Abstract
Aim
The aim of this article is to evaluate the clinical and cost implications of failed endoscopic hemostasis in patients with gastroduodenal ulcer bleeding.
Methods
A retrospective claims analysis of the Medicare Provider Analysis and Review (MedPAR) file was conducted to identify all hospitalizations for gastroduodenal ulcer bleeding in the year 2012. The main outcome measures were to compare all-cause mortality, total length of hospital stay (LOS), hospital costs and payment between patients managed with one upper gastrointestinal (UGI) endoscopy versus more than one UGI endoscopy or requiring interventional radiology-guided hemostasis (IRH) or surgery after failed endoscopic attempt.
Results
The MedPAR claims data evaluated 13,501 hospitalizations, of which 12,242 (90.6%) reported one UGI endoscopy, 817 (6.05%) reported >1 UGI endoscopy, 303 (2.24%) reported IRH after failed endoscopy and 139 (1.03%) reported surgeries after failed endoscopy. All cause-mortality was significantly lower for patients who underwent only one UGI endoscopy (3%) compared to patients requiring >1 endoscopy (6%), IRH (9%) or surgery (14%), p < 0.0001. The median LOS was significantly lower for patients who underwent only one UGI endoscopy (four days) compared to patients requiring >1 endoscopy (eight days), IRH (nine days) or surgery (15 days), p < 0.0001. The median hospital costs were significantly lower for patients who underwent one UGI endoscopy ($10,518) compared to patients requiring >1 endoscopy ($20,055), IRH ($34,730) or surgery ($47,589), p < 0.0001.
Conclusions
Failure to achieve hemostasis at the index endoscopy has significant clinical and cost implications.
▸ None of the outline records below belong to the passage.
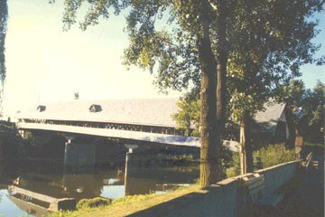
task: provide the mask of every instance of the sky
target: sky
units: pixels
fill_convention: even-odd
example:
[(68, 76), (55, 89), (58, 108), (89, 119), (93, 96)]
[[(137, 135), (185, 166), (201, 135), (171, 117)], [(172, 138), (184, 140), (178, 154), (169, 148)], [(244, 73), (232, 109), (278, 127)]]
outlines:
[[(8, 0), (5, 40), (7, 77), (4, 113), (13, 115), (35, 104), (80, 99), (177, 98), (158, 93), (153, 76), (122, 65), (128, 44), (124, 15), (111, 15), (82, 32), (78, 26), (62, 31), (62, 0)], [(318, 14), (322, 31), (314, 42), (325, 46), (325, 13)], [(325, 47), (318, 56), (325, 54)], [(325, 66), (302, 67), (307, 88), (324, 81)]]

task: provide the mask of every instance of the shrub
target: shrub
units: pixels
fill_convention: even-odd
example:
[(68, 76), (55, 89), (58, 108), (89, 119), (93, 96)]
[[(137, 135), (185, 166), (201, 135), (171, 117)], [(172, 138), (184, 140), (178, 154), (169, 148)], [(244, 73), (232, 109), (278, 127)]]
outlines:
[[(287, 149), (284, 144), (269, 145), (253, 152), (255, 169), (266, 168), (272, 165), (295, 160), (294, 149)], [(239, 153), (232, 156), (232, 164), (226, 170), (227, 177), (240, 175)]]
[(108, 205), (111, 203), (111, 200), (102, 197), (95, 197), (93, 199), (82, 199), (77, 203), (77, 209), (81, 208), (93, 208), (101, 205)]
[(253, 153), (253, 157), (260, 157), (262, 167), (295, 160), (294, 149), (287, 149), (284, 144), (269, 145)]

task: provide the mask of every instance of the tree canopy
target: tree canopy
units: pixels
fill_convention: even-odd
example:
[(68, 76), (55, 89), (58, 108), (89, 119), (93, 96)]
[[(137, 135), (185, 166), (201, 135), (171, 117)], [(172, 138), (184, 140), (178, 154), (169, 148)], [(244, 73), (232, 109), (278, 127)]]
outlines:
[(5, 79), (5, 40), (7, 31), (8, 5), (7, 1), (0, 2), (0, 80), (3, 82)]
[[(200, 96), (201, 161), (208, 162), (201, 167), (201, 183), (208, 180), (203, 185), (218, 179), (215, 165), (226, 118), (226, 91), (235, 119), (262, 109), (279, 86), (300, 74), (302, 64), (315, 61), (313, 53), (319, 46), (311, 39), (317, 33), (317, 23), (308, 18), (324, 4), (322, 0), (64, 3), (66, 30), (77, 22), (86, 30), (102, 17), (125, 11), (129, 44), (124, 63), (148, 70), (162, 90), (187, 90), (191, 96)], [(78, 12), (83, 6), (88, 12), (80, 18)], [(198, 119), (197, 112), (186, 112)]]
When feasible, a repeat endoscopy must be attempted followed by IRH. Surgery should preferably be reserved as a last resort for patients who fail other treatment measures.
Introduction
Peptic ulcer disease is the most common cause of non-variceal upper gastrointestinal bleeding (UGIB), which is a common medical emergency requiring hospitalization. 1 Despite improvement in endoscopic and pharmacologic therapies, bleeding continues or recurs in more than 10% of patients after initial endoscopic hemostasis. 2 Re-bleeding, a significant predictor of mortality, may be treated by repeat endoscopic therapy, interventional radiology-guided hemostasis (IRH) or transarterial embolization (TAE) and/or surgery.3,4 The 2012 United Kingdom National Institute of Clinical Excellence (NICE) guideline recommends that unstable patients who re-bleed after endoscopic treatment should be offered selective TAE and if this is not promptly available, the patient should be referred for urgent surgery, which carries a morbidity and mortality rate of 55% and 30%, respectively.2,5 While repeat attempts at endoscopic hemostasis reduce the need for surgery and its associated adverse events, studies comparing TAE and surgery have reported conflicting outcomes.3,4,6,7 Although TAE was found to reduce the need for surgery in some reports, a recent systematic review of nine studies involving 711 patients found that re-bleeding rates were higher for TAE than surgery with no significant difference in mortality between techniques.4,6,7 A major reason for these conflicting findings is that all studies involved a small cohort of patients. In addition to increased morbidity, the treatment of re-bleeding is costly with significant financial implications to the health care system.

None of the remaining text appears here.